Da noite para o dia
De todas as coisas que tenho no corpo algumas sempre me entristeceram mais. Tem os pelos fora de lugar,a celulite, as espinhas... e tem também as benditas estrias. Sempre horríveis, sempre aparecendo pra me lembrar que engordei de novo, que aquele regime não funcionou, que eu não tenho disciplina suficiente pra passar creme toda hora, que minha barriga está pior que a de mulher grávida....
Lá estão as estrias. Elas sempre pareceram estar me mostrando e mostrando pra todo mundo que eu fracassei por muitas vezes. Cada nova estria que surgia parecia mais um risinho sarcástico da minha consciência rasgando meu corpo.
Mas aprendi a carregá-las. Entendi que são marcas, demonstrações de que há vida em mim, uma vida que é frágil e sensível e que se estira ao máximo pra dar conta de resolver os problemas que aparecem, assim, quase do nada, por desleixo ou por necessidade.

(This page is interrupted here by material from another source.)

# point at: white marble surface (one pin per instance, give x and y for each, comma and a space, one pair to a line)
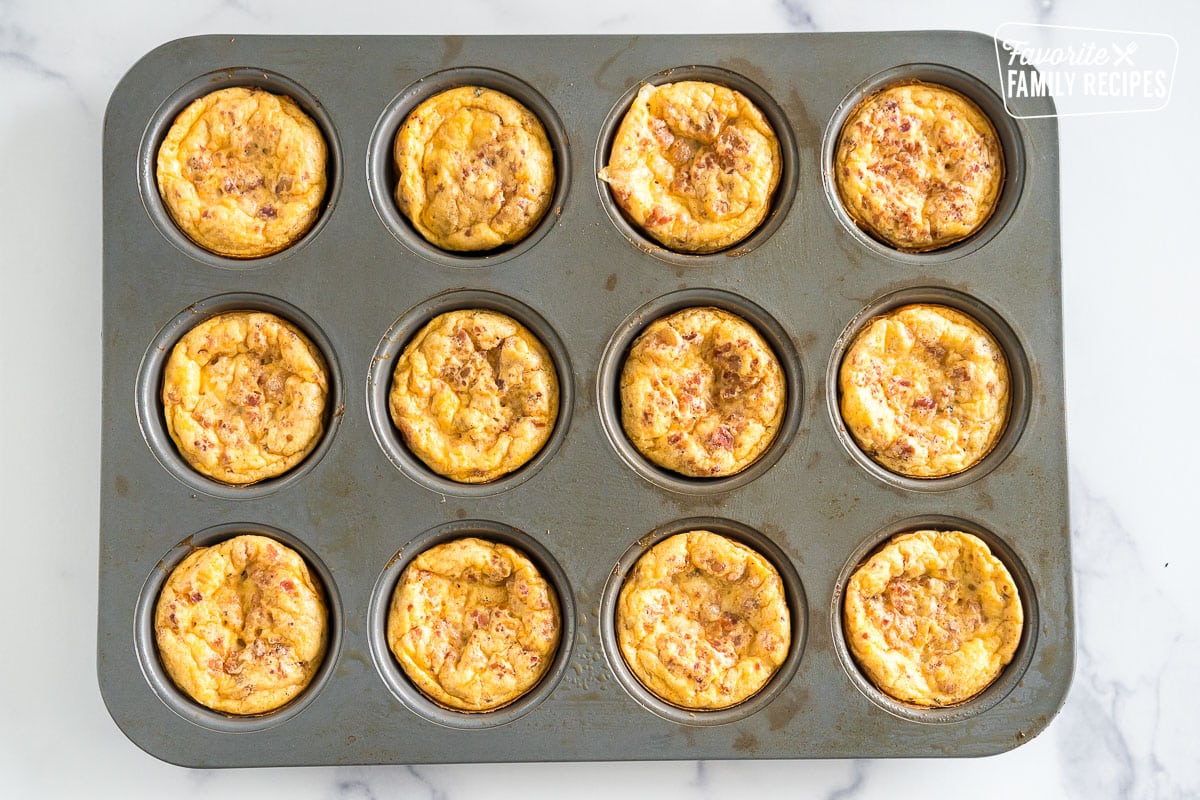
1129, 727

Passei a olhar pra elas como partes de mim, como uma construção. Claro, uma construção desnecessária, o que, não raro, ainda fazia minhas estrias parecerem pesadas.

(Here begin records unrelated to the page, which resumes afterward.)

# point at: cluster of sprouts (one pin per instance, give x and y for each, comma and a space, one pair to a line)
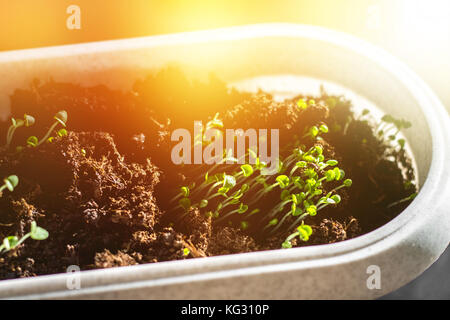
11, 182
28, 121
305, 183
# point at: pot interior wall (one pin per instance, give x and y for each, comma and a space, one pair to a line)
119, 64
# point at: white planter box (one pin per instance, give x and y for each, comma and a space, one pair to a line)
402, 249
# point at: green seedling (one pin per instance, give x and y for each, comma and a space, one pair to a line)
27, 121
60, 119
11, 242
303, 232
9, 183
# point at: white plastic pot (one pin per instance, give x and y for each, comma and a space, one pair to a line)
402, 249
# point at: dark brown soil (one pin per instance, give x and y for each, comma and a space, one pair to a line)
103, 191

Mas, aprendi a conviver com elas... vai ter que ser assim pra vida toda, não?
Outro dia, me joguei na cama pra ver um filme com minha irmãzinha. Mais dormindo que acordada, de repente ouço um comentário:"nossa, que lindo!". Abri os olhos: nada de lindo na TV. Fechei os olhos de novo, e ouço de novo: "nossa, que lindo, o que você tem aqui". Olhei e vi minha irmãzinha olhando pro meu braço, nunca vi nada de lindo no meu braço. Daí despertei.
“Parece que tem raios de sol no seu braço”. Eu ainda estava com sono e, por algumas frações de segundo tentei lembrar se tinha me encostado em algum lugar, se minha blusa tinha estampas... nada. Então, olhei bem, e lá estava ela, do alto dos seus seis anos, olhando com tanta poesia minhas estrias, contando todos os raios de sol que tenho.

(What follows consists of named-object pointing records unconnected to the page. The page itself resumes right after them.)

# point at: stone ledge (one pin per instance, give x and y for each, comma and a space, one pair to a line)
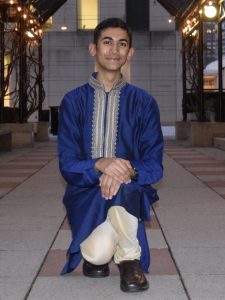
199, 134
219, 143
22, 134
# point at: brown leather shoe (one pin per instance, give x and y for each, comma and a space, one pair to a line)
91, 270
132, 279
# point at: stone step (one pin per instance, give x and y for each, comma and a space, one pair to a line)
219, 143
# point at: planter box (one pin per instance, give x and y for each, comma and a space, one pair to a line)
22, 134
199, 134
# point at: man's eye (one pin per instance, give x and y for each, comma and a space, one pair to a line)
123, 44
107, 42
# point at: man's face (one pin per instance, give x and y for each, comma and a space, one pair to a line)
112, 50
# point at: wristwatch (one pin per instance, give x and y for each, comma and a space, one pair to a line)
135, 175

“Tem um aqui, outro aqui... que lindos”. Pensei que ela não entendia nada de estrias, que não sabe nada da dor que é ter essas marcas, mas... imediatamente depois reconsiderei.
Quem não entende nada sou eu. São marcas sim, marcas quase douradas, que a minha relação com a vida me trouxe. São raios de sol ou um farol que quer iluminar minhas próximas decisões sobre meu corpo. São quietos e pacíficos, mas eloqüentes, são, enfim lindos.
Levantei-me da cama me sentindo outra mulher. Mais forte, bonita, leve e, acima de tudo iluminada.
Sim, carrego comigo os meus próprios raios de sol, e eles são lindos.